The impact of Russia’s invasion of Ukraine, and the ensuing high input costs and food inflation, continue to weigh on agricultural markets and consumers’ purchasing decisions, according to the European Commission’s (EC) latest short-term outlook report for EU agricultural markets, published on March 30.

The report presents a general and sector-by-sector overview of the latest tendencies and further prospects for agri-food markets.

It said that in addition to the impact of Russia’s war on Ukraine, large parts of the EU experienced winter droughts, further worsening water availability in regions with already record low water reservoirs, as a result of hot and dry summer of last year.

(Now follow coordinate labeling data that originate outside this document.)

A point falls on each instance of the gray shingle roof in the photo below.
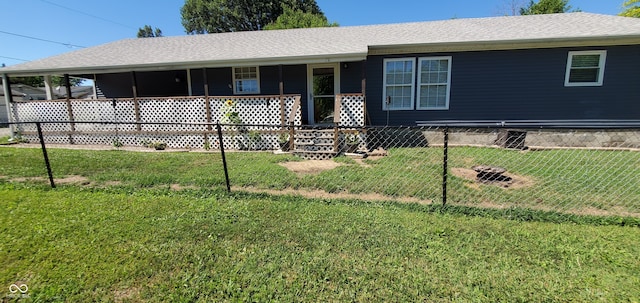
(332, 44)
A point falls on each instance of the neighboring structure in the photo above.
(573, 66)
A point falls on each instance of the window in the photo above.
(585, 68)
(246, 80)
(434, 81)
(398, 84)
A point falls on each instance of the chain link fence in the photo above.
(577, 171)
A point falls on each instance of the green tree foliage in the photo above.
(546, 7)
(296, 18)
(39, 81)
(148, 32)
(217, 16)
(631, 8)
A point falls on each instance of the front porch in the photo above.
(249, 122)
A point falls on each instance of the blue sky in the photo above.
(68, 24)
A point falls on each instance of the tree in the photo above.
(632, 8)
(546, 7)
(148, 32)
(217, 16)
(296, 18)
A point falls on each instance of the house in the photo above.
(556, 67)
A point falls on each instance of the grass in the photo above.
(577, 181)
(76, 244)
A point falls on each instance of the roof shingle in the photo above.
(295, 45)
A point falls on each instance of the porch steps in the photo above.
(315, 144)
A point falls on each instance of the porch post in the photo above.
(136, 105)
(281, 88)
(47, 87)
(189, 82)
(95, 87)
(67, 84)
(8, 99)
(207, 104)
(364, 92)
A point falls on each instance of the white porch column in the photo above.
(189, 82)
(7, 99)
(47, 87)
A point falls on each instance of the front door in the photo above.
(324, 82)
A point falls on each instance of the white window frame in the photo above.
(235, 79)
(601, 66)
(384, 84)
(420, 84)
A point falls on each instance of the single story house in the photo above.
(555, 67)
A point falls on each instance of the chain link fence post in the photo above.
(445, 162)
(224, 158)
(44, 153)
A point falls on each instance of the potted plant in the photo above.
(353, 142)
(283, 140)
(159, 145)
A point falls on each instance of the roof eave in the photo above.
(503, 45)
(162, 66)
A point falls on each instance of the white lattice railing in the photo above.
(350, 110)
(127, 112)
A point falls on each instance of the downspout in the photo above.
(8, 99)
(189, 89)
(47, 87)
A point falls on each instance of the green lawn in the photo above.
(594, 182)
(79, 244)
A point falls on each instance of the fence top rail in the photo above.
(174, 98)
(534, 124)
(629, 126)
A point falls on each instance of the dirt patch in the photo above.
(517, 181)
(126, 295)
(314, 194)
(73, 179)
(178, 187)
(310, 166)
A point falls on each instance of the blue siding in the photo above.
(520, 85)
(351, 77)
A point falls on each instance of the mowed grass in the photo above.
(578, 181)
(78, 244)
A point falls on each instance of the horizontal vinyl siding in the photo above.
(521, 85)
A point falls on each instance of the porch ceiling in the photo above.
(313, 45)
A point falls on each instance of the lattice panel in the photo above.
(41, 111)
(93, 111)
(182, 110)
(289, 102)
(119, 122)
(352, 110)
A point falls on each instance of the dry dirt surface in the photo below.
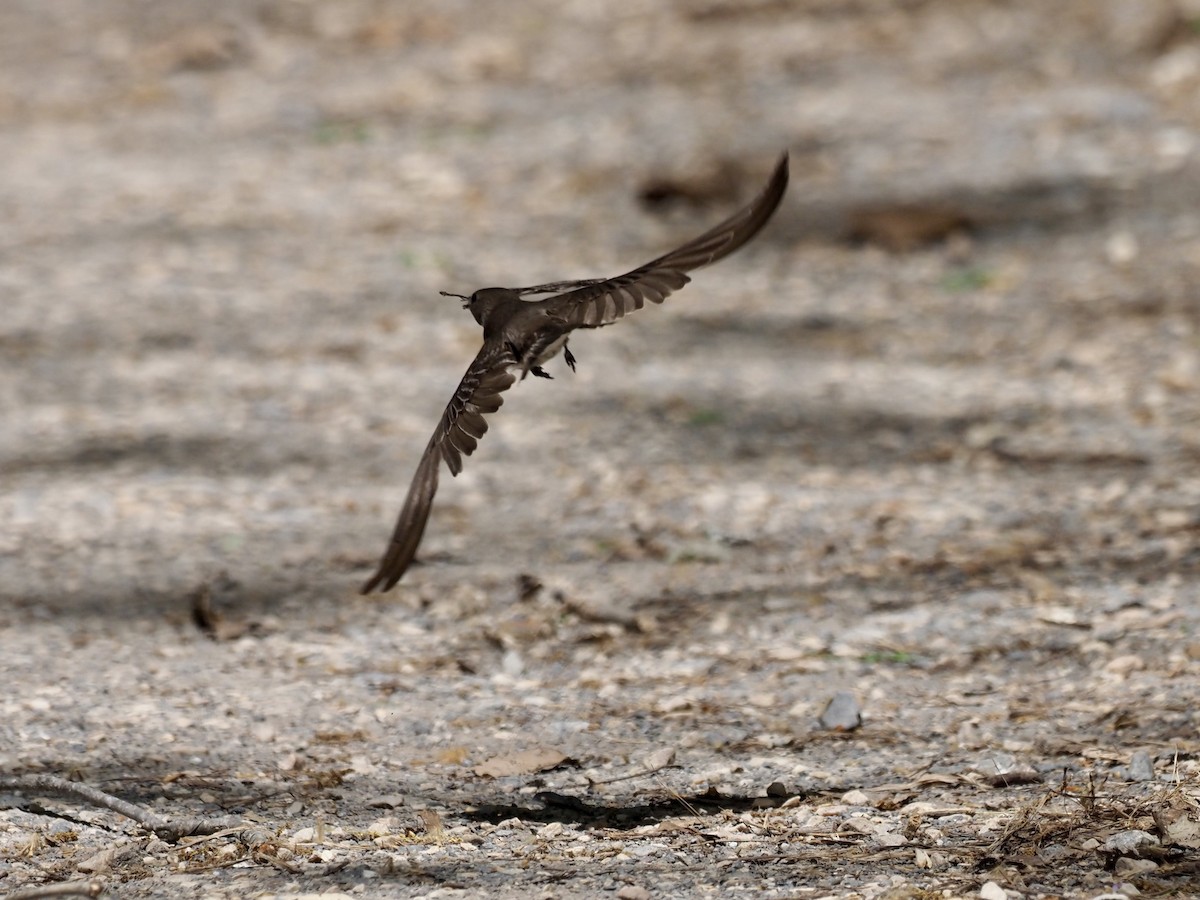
(927, 453)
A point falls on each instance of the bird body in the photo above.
(523, 335)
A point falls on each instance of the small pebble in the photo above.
(1141, 767)
(841, 713)
(1131, 843)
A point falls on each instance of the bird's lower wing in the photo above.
(603, 303)
(457, 435)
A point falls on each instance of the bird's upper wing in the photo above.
(600, 303)
(459, 432)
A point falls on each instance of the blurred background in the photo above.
(931, 439)
(226, 226)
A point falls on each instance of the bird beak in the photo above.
(466, 300)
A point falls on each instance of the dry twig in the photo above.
(166, 827)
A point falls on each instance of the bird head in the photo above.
(483, 301)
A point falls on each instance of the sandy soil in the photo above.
(931, 441)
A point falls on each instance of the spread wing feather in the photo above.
(457, 435)
(601, 303)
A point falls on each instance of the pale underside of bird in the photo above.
(520, 336)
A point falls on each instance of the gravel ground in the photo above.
(865, 567)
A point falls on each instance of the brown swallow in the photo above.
(523, 335)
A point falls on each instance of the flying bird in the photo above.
(520, 336)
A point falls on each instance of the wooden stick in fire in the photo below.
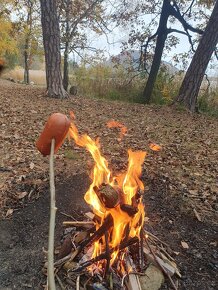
(48, 143)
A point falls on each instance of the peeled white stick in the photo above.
(53, 209)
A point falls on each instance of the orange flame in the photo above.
(127, 184)
(154, 147)
(115, 124)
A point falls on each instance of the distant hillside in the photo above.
(131, 59)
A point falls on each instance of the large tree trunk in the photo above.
(27, 48)
(190, 87)
(66, 66)
(26, 61)
(161, 38)
(67, 46)
(51, 41)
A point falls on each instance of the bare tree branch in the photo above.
(177, 14)
(189, 9)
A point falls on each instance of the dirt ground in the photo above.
(180, 180)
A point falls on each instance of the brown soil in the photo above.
(180, 178)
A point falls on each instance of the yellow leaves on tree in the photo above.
(7, 42)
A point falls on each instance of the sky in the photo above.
(112, 45)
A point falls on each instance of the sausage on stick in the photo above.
(49, 142)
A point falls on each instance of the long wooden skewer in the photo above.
(53, 209)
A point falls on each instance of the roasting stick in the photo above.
(53, 209)
(48, 143)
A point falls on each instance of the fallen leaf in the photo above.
(197, 215)
(9, 212)
(185, 245)
(154, 147)
(32, 165)
(21, 195)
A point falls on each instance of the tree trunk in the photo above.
(51, 41)
(26, 62)
(190, 87)
(66, 66)
(67, 45)
(161, 38)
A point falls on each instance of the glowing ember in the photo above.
(127, 211)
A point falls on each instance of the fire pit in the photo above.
(109, 248)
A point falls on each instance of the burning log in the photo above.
(82, 224)
(104, 256)
(129, 209)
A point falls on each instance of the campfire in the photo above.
(110, 248)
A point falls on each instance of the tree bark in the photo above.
(161, 38)
(190, 87)
(66, 66)
(51, 41)
(26, 61)
(27, 47)
(67, 46)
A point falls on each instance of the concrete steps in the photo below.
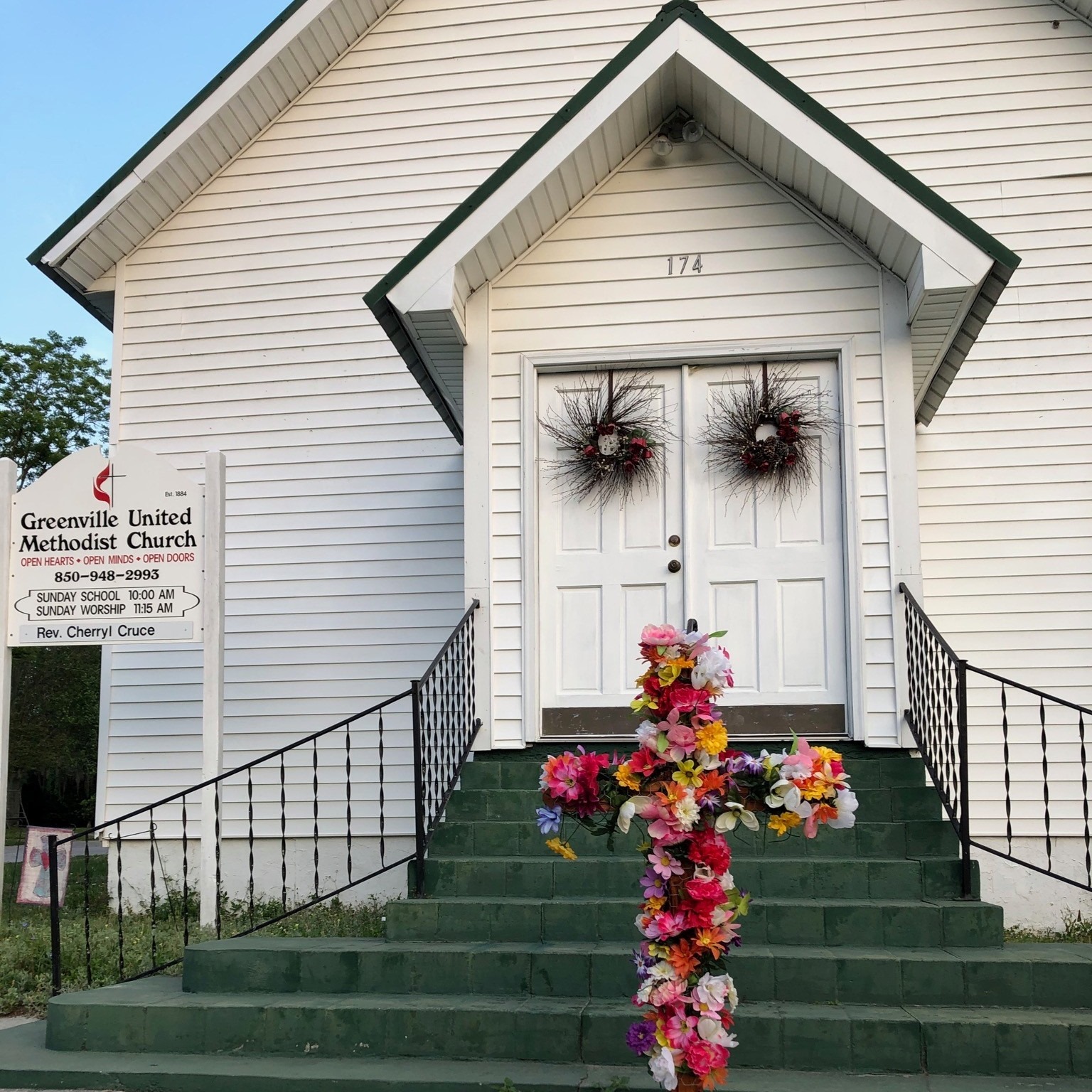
(861, 968)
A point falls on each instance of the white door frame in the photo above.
(802, 348)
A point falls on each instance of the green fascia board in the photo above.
(35, 257)
(689, 12)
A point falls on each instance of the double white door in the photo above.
(767, 572)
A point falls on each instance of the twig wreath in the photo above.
(766, 434)
(614, 437)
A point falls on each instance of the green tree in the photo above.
(54, 400)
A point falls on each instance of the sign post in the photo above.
(8, 478)
(212, 714)
(116, 550)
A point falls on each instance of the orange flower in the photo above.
(712, 781)
(684, 959)
(711, 941)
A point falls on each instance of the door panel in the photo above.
(768, 572)
(603, 572)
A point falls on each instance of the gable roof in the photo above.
(201, 139)
(955, 270)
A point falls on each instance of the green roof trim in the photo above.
(35, 257)
(689, 12)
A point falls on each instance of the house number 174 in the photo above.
(682, 260)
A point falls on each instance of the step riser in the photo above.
(849, 979)
(870, 1042)
(879, 805)
(619, 878)
(870, 840)
(912, 925)
(489, 771)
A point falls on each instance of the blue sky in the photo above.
(83, 85)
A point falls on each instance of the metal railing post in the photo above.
(55, 916)
(419, 791)
(965, 784)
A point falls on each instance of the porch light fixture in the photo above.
(678, 130)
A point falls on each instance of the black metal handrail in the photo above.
(939, 713)
(444, 727)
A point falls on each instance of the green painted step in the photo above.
(26, 1064)
(157, 1016)
(1039, 975)
(619, 876)
(518, 805)
(920, 837)
(877, 923)
(867, 769)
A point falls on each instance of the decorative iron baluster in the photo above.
(151, 857)
(315, 768)
(250, 845)
(186, 882)
(1085, 801)
(220, 892)
(87, 904)
(284, 843)
(1046, 780)
(122, 933)
(1008, 780)
(348, 802)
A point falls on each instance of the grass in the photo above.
(1075, 931)
(26, 972)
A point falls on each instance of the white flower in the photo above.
(847, 804)
(711, 1030)
(647, 734)
(626, 814)
(687, 812)
(732, 815)
(662, 1067)
(711, 990)
(712, 666)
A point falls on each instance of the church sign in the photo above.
(106, 550)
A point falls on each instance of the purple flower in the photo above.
(550, 820)
(653, 884)
(641, 1037)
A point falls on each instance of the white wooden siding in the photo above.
(599, 282)
(249, 299)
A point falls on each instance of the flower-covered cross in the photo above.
(689, 788)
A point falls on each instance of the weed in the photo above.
(26, 969)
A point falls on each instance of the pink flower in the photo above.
(663, 926)
(562, 776)
(702, 1057)
(682, 1030)
(664, 864)
(661, 636)
(668, 992)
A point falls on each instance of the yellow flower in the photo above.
(562, 849)
(781, 823)
(688, 774)
(712, 739)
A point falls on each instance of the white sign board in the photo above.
(107, 550)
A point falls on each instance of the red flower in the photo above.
(706, 892)
(702, 1057)
(708, 847)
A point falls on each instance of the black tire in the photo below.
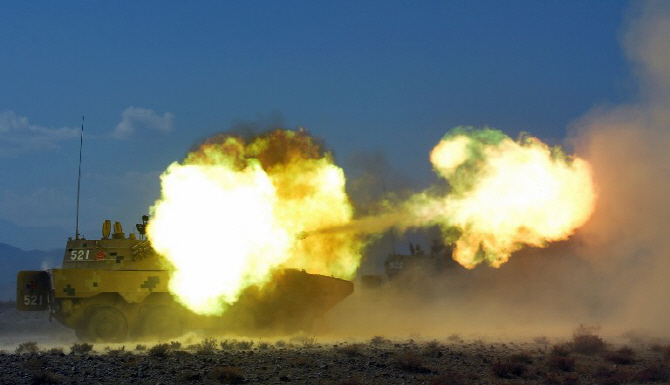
(106, 324)
(161, 322)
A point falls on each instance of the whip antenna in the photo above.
(81, 144)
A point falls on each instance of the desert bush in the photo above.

The current EU macroeconomic forecast is relatively more positive than in autumn 2022, despite uncertainties about energy supply for next winter and recent financial market tensions.

High commodity prices last year helped counter high input costs and farm income increased on average, with significant sectorial and regional disparities.

Input price pressure on farmers is expected to ease in 2023.

Lower forecast cereal prices would stabilise feed demand, and the affordability and availability of fertilisers improve due to lower energy prices and dynamically increasing fertiliser imports.

“Food inflation remains significant, with EU average food prices 19.5 per cent higher in February 2023 than in February 2022,” the EC said.

In spite of declines observed in some input costs, food prices are expected to remain at high levels for a while before turning downwards.

Dry and mild winter weather could lower the quality and the availability of forage and may also increase pest pressure, with a possible effect on yields.

Concerning trade, EU exports could recover in 2023, in some cases supported by a recovery in China while some challenges could remain due to a weaker purchasing power and lower EU competitiveness in some markets, the EC said.